Tricks for building a pantry based on non-perishable foods
Preserved foods and others that we can group under the concept of non-perishable foods have a long durability under stable conditions. García remembers that “the most complicated time is the summer where the temperature in the kitchens can reach values of 30°do or more. At these temperatures, some food products may undergo changes. My recommendation is to encourage food rotation and not leave it forgotten in the cupboards.”
So that our ‘pantry fund’ of non-perishable foods is always in perfect condition, it is advisable to follow these tips:
- Periodically review what we have and where they are. There are products that are not used often and we can forget that we have them. It usually happens with the nuts that we buy for our mountain outings in summer and that are forgotten at the back of the cupboard when autumn arrives.
- Take advantage of periodic cleaning to review and throw away. From time to time it is advisable to clean the cabinets to remove dust and make sure there is no humidity or insects (especially pay attention to moths and weevils in flour and legumes). It is a good time to check best-before dates in case there are any products that are very old. It will also help us to verify that all the containers are in good condition, that there are no bulging cans or broken containers or holes drilled by insects.
- Check that the nuts have not gone rancid. Due to their high fat content, in summer or in cupboards close to a heat source, they tend to go rancid.
- Follow the manufacturer’s instructions.. if you say Store in a cool place and dry We must try to store it in the place that best meets these conditions.

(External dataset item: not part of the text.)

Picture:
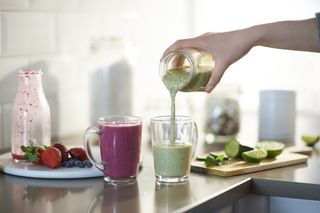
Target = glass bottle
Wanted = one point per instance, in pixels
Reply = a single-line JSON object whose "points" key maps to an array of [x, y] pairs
{"points": [[194, 64], [30, 119]]}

- Attention to home preserves. If we have made them at home (jams, vegetables…) we must write down the packaging date. Just because they are homemade does not mean that they will last longer.
The ALDI Council
Regularly clean the drawers and shelves of the kitchen cabinets to prevent the appearance of insects or mold due to humidity. Even if the food is non-perishable and factory packaged, you could find unwanted ‘visitors’ in the pantry.

claudia garcia. Agricultural technical engineer and food technologist. He is responsible for Quality at ALDI Central Purchasing (Spain). Previously he has worked as a logistics process technician and as corporate manager of Fresh Product Quality at Caprabo – Eroski. She has been responsible for Quality at Comertel and a consultant at the Catalan Institute of Technology (Unitat d’Assessorament).